JAMESTOWN — Federal policy is reducing demand for ethanol which will ultimately hurt farmers, said Jeff Zueger, CEO of Midwest AgEnergy, which owns and operates Dakota Spirit AgEnergy.
“It is an industry-wide problem that can affect the local farmer,” Zueger said. “It is becoming more and more of a problem.”
Dakota Spirit AgEnergy is an ethanol plant producing 70 million gallons per year utilizing locally grown corn as its raw material. The plant has operated since 2015. At the heart of the problem are exemptions being granted for some refineries, eliminating their need to meet the Renewable Fuel Act, according to Scott Richman, chief economist for the Renewable Fuel Association, the national trade group of the biofuels industry.
“Right now, there is a big hurt on the ethanol industry,” he said.
Richman said the Renewable Fuel Act requires refineries to include ethanol or other renewable fuels in the vehicle fuels it produces unless they apply for and receive an exemption. Exemptions can be granted if meeting the standards would create a financial hardship for the refinery.
“During the Obama administration a handful of exemptions were granted any given year,” Richman said. “It wasn’t until the Trump administration, with Scott Pruitt administrator of the EPA (Environmental Protection Agency) that it became a problem. Between 2016 and 2018, they retroactively granted exemptions to 85 facilities, eliminating demand for 4 billion gallons of ethanol.”
In 2018, American ethanol plants produced 16 billion gallons of the world’s 28 billion gallon output.
Zueger said the latest round of exemptions included 31 oil refineries and reduced demand for ethanol by 1.4 billion gallons.
“These small refiner exemptions directly impact corn prices by reducing demand for corn that would have been processed into ethanol and feed products,” he said. “The latest 1.4 billion gallon waiver eliminates the demand for 500 million bushels of corn.

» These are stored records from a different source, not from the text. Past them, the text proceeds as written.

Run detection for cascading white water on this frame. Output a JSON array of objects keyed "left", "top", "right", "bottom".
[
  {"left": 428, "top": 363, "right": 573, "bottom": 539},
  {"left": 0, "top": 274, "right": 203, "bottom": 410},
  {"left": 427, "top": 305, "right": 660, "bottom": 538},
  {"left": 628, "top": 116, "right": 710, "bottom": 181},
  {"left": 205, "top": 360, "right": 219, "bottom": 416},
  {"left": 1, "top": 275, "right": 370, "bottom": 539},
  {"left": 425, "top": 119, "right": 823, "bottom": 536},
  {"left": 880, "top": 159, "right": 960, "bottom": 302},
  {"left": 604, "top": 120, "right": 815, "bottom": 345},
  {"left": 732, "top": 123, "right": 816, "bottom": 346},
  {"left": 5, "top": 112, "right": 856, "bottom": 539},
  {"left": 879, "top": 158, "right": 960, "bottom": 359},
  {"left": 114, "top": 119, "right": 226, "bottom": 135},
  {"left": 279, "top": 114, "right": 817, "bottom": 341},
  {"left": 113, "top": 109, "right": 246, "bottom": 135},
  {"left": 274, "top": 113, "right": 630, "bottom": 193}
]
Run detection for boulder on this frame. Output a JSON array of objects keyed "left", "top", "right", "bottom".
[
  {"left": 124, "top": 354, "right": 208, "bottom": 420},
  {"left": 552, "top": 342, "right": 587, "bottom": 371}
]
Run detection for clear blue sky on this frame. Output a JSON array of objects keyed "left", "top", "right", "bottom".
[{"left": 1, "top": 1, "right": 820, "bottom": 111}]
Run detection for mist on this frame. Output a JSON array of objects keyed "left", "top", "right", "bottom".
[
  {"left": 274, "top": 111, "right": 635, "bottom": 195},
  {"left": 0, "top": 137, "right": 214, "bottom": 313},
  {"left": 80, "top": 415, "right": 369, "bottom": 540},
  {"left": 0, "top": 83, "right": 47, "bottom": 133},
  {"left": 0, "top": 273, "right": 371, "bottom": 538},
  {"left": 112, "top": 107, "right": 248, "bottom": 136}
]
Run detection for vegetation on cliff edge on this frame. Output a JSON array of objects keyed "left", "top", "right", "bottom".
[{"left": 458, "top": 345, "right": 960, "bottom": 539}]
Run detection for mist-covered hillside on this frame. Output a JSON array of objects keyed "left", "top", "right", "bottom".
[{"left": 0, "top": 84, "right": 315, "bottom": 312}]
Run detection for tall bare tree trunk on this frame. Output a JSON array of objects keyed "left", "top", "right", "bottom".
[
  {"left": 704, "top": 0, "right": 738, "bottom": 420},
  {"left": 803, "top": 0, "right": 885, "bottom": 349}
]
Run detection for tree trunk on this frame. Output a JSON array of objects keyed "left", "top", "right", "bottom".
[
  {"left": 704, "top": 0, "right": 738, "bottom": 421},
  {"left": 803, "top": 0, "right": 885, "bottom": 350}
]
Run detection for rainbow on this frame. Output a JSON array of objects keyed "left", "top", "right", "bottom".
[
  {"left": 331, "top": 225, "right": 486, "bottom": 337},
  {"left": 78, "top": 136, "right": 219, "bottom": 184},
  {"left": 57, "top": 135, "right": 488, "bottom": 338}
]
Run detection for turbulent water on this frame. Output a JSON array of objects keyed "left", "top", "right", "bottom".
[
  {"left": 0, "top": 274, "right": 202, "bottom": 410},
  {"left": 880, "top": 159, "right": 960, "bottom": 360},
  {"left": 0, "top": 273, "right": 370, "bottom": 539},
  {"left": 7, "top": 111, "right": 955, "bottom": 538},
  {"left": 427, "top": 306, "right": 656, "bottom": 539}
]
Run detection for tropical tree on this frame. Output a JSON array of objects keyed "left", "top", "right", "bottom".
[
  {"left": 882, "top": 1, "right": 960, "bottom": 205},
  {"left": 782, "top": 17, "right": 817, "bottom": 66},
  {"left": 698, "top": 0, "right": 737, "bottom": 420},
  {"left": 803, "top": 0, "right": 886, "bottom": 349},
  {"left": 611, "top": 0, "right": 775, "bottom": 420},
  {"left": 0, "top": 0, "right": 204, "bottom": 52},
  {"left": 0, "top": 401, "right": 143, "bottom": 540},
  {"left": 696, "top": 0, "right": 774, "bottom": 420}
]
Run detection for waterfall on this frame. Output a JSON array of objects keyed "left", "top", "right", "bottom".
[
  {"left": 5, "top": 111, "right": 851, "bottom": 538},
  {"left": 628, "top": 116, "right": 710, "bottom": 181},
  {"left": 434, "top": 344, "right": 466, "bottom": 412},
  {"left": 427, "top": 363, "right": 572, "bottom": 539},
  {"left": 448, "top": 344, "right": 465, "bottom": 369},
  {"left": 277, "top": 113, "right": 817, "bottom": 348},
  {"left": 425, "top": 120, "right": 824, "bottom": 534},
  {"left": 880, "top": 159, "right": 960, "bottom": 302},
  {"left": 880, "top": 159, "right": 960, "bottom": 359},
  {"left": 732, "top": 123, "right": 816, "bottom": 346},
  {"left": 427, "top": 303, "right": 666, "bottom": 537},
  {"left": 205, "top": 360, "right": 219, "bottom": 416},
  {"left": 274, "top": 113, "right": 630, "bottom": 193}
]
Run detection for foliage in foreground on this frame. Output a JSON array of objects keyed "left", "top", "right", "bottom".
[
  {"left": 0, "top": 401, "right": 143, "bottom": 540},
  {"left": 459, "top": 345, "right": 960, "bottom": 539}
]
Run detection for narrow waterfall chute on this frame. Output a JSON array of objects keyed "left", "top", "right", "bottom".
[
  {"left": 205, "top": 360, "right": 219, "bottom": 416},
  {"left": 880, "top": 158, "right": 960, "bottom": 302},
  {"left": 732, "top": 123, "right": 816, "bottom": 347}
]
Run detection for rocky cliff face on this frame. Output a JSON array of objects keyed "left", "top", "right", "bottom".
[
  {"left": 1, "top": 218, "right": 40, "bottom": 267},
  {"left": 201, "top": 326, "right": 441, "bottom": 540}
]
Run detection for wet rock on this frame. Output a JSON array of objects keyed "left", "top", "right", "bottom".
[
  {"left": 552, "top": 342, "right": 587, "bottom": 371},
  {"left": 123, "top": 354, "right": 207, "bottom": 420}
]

This is very impactful for farmers at a time when we have sustained low prices for their product.”
In an Aug. 9 press release announcing it had granted the 31 exemptions, the EPA touted the move as part of its reduction in “regulatory burden.”
“EPA is proud to announce its intention to further explore opportunities to remove regulatory burdens that prevent marketplace entrance and growth to natural gas, flexible fuel vehicles, and E85 fuels,” the press release said. “EPA welcomes the opportunity to engage with stakeholders to explore deregulatory options in the coming months to ensure that it plays its part in supporting American farmers and consumers. “
The United States has also lost export markets, Richman said.
“China had been a 200 million gallon per year market,” he said. “Now there is a 70% or higher tariff on ethanol shipped to China.”
Richman said the United States and Brazil had freely traded ethanol in both directions but now American exports to Brazil are on a quota system.
“Trade issues regarding exports are quite unhealthy right now,” he said.
Zueger said the loss of domestic and foreign markets is hitting the industry hard.
“it is problematic to see a shift in policy undermining the effort to get renewable fuels in the marketplace,” he said. “Plants in the United States may be throttling production.”
Richman said 17 ethanol plants had closed down or idled operation in the United States in the last 12 months. Those plants would have bought and processed an estimated 350 million bushels of corn per year if they had been in operation.
Zueger said the plants operated by Midwest AgEnergy, Blue Flint at Underwood, North Dakota, and Dakota Spirit at Spiritwood continue to operate at full capacity although on very slim profit margins.
“It is estimated that today over 75% of the ethanol industry is losing money,” he said in an email. “These small refiner exemptions combined with trade restrictions limiting export opportunities for our product is forcing plants to slow down or shutdown. We will continue to see plants slow down or shut down if the EPA continues to remove demand for our product through misapplication of the law.”
Zueger said he was not aware of any plans within the industry for expansion although some plants may be considering investments in improved efficiency or diversification to other products.
“I don’t see how you would invest dollars into conventional production of ethanol in this environment,” he said.